Barbara est une adolescente solitaire différente des autres, et en conflit permanent avec son entourage. Ses journées au collège sont rythmées par les allers-retours entre le bureau du proviseur et la psychologue. Aux sources de l’inquiétude des adultes qui veillent sur elle, il y a son obsession pour les Géants, des créatures fantastiques venues d’un autre monde pour semer le chaos. Armée de son marteau légendaire, Barbara s’embarque dans un combat épique pour les empêcher d’envahir le monde…

Les critiques à propos de ce film

Critique de Chasseuse de Géants - They’re coming to get you Barbara
Par : Seb Lecocq




L’imaginaire enfantin a la vent en poupe dans le petit monde du cinéma fantastique. Depuis quelques années, victime d’un effet Netflix axé sur la nostalgie des premières années de vie, les enfants et jeunes adolescents occupent le devant de la scène de nombreuses productions fantastiques. Chasseuse de Géants (I Kill Giants en vo), adapté du comic book de Joe Kelly et J.M. Ken Nimura, ne déroge pas à la règle et nous emmène dans le sillage de Barbara, une jeune adolescente qui, en plus de survivre difficilement à la vie quotidienne du collège, doit sauver son village de l’attaque de terribles géants. Une autre affaire que de passer un test de mathématiques.

Barbara est plus à l’aise dans les forêts et sur les rivages gris de son village que sur les bancs en bois de son bahut. Ce qu’elle aime par dessus tout, c’est traquer le géant, l’étudier, l’observer et préparer ses armes, ses pièges afin, en toute discrétion, de protéger ce petit village d’ingrats qui plutôt que de la remercier ne fait que la railler et la traîner dans la boue.
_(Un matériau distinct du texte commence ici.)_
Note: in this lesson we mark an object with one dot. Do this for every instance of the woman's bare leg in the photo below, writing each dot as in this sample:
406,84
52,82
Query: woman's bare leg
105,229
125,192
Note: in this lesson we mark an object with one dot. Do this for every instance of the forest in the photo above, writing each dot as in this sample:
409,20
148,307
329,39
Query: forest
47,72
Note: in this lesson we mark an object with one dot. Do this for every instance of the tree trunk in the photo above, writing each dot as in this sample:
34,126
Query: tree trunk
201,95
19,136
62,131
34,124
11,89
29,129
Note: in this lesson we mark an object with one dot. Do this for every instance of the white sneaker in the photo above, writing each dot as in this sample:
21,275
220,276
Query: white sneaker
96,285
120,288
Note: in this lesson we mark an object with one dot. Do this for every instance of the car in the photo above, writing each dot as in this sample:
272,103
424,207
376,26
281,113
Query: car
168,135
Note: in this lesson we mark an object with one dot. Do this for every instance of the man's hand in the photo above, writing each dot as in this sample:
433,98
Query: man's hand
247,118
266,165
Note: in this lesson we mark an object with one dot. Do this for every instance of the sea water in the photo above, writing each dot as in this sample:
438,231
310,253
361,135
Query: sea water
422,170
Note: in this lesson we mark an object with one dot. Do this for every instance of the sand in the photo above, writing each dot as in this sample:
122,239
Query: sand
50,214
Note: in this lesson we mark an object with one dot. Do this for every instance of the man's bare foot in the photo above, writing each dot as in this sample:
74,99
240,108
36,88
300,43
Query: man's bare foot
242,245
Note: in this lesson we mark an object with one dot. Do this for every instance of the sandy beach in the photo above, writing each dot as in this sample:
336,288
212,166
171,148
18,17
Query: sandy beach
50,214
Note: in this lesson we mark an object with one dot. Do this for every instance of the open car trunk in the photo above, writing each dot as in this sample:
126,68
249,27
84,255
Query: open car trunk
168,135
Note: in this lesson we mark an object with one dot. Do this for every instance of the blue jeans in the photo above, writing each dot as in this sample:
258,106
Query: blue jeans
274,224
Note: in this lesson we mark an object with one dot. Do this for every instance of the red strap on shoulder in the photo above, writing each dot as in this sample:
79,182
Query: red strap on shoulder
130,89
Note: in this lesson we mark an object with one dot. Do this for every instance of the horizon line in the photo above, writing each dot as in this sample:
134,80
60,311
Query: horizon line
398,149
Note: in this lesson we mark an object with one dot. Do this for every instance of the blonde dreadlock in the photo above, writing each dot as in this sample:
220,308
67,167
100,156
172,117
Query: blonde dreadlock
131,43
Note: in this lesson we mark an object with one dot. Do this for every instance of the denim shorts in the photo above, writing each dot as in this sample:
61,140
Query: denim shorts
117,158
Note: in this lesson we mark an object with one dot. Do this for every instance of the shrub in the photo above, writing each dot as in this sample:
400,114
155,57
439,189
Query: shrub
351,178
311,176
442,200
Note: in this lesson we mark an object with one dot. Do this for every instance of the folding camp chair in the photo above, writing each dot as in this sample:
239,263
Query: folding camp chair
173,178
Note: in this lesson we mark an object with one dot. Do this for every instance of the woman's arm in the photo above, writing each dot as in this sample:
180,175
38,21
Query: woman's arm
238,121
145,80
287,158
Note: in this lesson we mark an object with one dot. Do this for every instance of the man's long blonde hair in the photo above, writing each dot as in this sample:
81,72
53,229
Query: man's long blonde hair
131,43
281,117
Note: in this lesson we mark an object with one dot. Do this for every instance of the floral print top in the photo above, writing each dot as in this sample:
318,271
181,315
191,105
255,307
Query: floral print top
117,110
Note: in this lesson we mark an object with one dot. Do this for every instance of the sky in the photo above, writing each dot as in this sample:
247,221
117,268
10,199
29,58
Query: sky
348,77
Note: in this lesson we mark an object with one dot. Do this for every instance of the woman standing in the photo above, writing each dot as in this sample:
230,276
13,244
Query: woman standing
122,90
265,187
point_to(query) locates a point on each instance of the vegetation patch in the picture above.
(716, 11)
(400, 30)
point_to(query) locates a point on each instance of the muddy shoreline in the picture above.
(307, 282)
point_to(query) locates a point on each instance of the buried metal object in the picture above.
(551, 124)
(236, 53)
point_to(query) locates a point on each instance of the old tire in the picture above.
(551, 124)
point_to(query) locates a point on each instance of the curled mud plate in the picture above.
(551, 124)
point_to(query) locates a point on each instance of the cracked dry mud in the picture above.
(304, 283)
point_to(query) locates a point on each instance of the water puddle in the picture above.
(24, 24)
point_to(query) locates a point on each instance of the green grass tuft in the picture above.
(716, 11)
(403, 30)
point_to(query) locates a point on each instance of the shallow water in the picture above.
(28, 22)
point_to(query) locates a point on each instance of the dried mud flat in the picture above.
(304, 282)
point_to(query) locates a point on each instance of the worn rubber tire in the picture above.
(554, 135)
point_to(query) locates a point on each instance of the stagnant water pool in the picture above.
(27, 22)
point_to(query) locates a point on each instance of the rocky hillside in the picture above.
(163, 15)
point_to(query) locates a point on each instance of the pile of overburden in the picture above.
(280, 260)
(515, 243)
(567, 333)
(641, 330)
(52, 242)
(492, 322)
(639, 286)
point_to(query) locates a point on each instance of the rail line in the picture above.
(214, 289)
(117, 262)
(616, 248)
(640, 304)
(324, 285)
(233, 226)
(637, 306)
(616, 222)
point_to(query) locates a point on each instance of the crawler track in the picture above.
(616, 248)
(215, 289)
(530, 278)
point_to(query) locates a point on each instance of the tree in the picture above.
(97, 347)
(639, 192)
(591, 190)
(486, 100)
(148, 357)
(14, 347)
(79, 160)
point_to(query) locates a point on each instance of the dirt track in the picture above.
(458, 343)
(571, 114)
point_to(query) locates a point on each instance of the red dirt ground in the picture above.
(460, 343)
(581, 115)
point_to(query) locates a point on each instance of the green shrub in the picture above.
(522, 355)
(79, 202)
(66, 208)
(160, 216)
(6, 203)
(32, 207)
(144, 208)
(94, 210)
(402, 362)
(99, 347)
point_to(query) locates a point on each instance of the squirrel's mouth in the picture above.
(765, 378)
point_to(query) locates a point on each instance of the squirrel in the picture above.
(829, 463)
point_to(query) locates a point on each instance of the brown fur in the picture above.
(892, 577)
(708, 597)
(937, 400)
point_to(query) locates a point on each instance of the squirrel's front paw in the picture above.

En bonne super-héroïne, Barbara n’en n’a cure, elle sait que son devoir importe plus que la gratitude de ses pairs. Son devoir et son style car le costume est important quand il vous échoit de sauver le monde. Si cette introduction serine constamment le prénom de l’héroïne, c’est qu’elle est de tous les plans, de toutes les intrigues, elle est notre guide dans ce petit village côtier triste et gris. Paria dans cette communauté, la suivre nous permet bien vite de cerner chaque personnage. Archétypaux mais fort bien caractérisés (la petite peste, la petite nouvelle sympa, la psychologue scolaire attentive, les profs absents, la fratrie turbulente...), ils tissent un background humain très intéressant qui fait qu’on prend du plaisir à suivre la vie de cette communauté isolée. Et ses géants bien évidemment.

I Kill Giants est tout autant une étude de l’adolescence et de la difficulté de grandir en étant « différent » qu’un film sur le pouvoir de l’imaginaire comme élément moteur de la construction de soi ou qu’un vrai film de monstres. Ces trois composantes s’entremêlent parfaitement pour donner un résultat homogène et très agréable. L’univers du métrage est d’un étrange réalisme car sur des lieux du quotidien vient se plaquer une atmosphère fantastique et merveilleuse. Païenne même par moment afin de coller à la mythologie des géants. Les très beaux décors finissent de placer cette histoire dans une bulle réaliste hors du temps et de l’espace. Le terreau parfait pour faire naître l’imaginaire et faire exister le monde de Barbara. C’est par ses yeux à elle, son regard, sa vision du monde qu’est contée l’histoire. C’est elle et elle seule qui de son regard d’enfant observe les géants. Ses armes sont elles aussi enfantines, bricolées, magiques. Décidément, Amblin n’est jamais bien loin et il y a du Goonies dans ce bord de mer gris et mystérieux.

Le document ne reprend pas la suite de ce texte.